In North Indian states like UP or Rajasthan, a DM has to be approved by a string of local political bigwigs before appointment. He has to fulfil a number of requirements in terms of religion, caste, proximity to governments, both in centre and the state, his past records of “honesty”…. and so on. An “Outstanding” or “Average” in one’s “Annual Performance Appraisal Report” or APAR plays little part in this decision.
(Source: “Bureaucrazy: IAS Unmasked” by M.K.Kaw)
With the opening of the floodgates of Indian economy in 1991, a horde of business barons, at home and abroad, entered the Indian political arena. These wealthy oligarchs changed the face of government functioning, giving birth to a new era of “lobbying”. Our babus with faded full shirts and worn away shoes looked at them with awe. They decided to join hands with this new power.
Hence arose a powerful nexus between politics-business-bureaucracy and, last but not the least, the mafia.
They would be soon joined by the TRP hungry media.
Neera Radia tape is just the tip of the iceberg.
In the crazy world of Lutyen’s, Delhi, where power equations changes at the drop of a hat, an IAS officers position is directly proportional to his proximity to the ruling party and indirectly proportional to his honesty.
Nowadays, every morning we wake up to news of some bureaucrat being victimised as they had the guts to take on local political goons and influential businessmen.
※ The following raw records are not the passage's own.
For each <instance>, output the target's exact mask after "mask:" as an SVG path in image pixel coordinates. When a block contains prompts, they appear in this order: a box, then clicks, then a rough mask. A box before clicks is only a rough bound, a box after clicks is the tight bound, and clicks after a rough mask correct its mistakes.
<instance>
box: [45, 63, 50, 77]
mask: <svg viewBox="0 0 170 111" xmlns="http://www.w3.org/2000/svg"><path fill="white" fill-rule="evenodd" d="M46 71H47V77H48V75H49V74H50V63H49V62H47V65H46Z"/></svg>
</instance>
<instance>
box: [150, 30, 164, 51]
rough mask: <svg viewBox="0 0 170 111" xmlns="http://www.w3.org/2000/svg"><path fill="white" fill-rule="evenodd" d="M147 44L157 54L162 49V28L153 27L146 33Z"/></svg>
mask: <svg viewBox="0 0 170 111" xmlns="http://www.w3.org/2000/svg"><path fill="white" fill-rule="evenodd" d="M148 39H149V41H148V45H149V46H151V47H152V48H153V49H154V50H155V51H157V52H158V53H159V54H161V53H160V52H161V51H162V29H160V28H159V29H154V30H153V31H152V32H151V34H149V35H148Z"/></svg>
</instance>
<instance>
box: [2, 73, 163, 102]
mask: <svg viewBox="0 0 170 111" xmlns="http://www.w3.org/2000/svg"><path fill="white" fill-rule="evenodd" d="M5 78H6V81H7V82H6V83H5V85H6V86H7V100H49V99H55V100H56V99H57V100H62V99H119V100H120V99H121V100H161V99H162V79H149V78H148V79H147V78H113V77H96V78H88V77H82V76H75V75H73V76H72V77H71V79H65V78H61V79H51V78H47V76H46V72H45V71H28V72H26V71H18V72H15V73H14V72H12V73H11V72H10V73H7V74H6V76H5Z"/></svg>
As the service is protected by the Constitution, the politicians have unleashed a “Transfer raj“. Most recent victims of the “system” are Durga Shakti Nagpal (slapped with a transfer due to her conflict with UP sand mafia), Amit Kataria (who was reprimanded for sporting shades before the PM, himself a fashionista who can put Sonam Kapoor to shame), Ashok Khemkha (the DLF row with national “Jijaji” Robert Vadra and more recen probing of irregularities in Haryana Traffic Dept – taking the tally to over 50 transfers in years of service. Just think of his poor family…), Raju Narayanswami (IIT-ian shunned to a inferior post) and the list goes on and on.
Some aren’t even lucky enough for a threat. The likes of Narendra Kumar (an IPS officer of Bihar who was crushed to death by sand mafia), DK Ravi (who faced a mysterious death), Yashwant Sonewane (who was burnt alive by oil mafia) and countless others were martyred by the service.
We often nullify the bureaucracy as useless machinery, a breeding ground of red tapism and corruption.
But in a county where a chunk of our elected representatives are either mere graduates (76%) or worse illiterate, with 34% of them facing grievous criminal charges, where efficiency of Parliament is lesser than the GDP of Somalia; it is the non-political executive – the “steel frame” – which holds together this madness.
When ministers like Sushil Kumar Shinde, Smriti Irani and Saddhvi Jyoti are given charge of important portfolios, it’s the IAS prefixed secretaries who run the ministry. Arun Jaitley or Kapil Sibbal may be great counsels, but their experience in Finance and Telecom is limited. That’s where our babus swing into action.
It’s the brightest minds of our country which puts together a budget, manages relief during floods, decides loan waiver to burdened farmers and educational grants to orphanages.
It is easy to criticise and laugh, but difficult to convert it into actions. They may not cover our borders or cook our meals, but they, who abandon fat corporate pay packages and luxurious lives, they who work from dawn to dusk to ensure a village gets proper water supply, they who brave 40.c heat to inspect Maoist’s land mines, those who try to protect public purse despite threats of transfer and demotion, they too deserve our respect.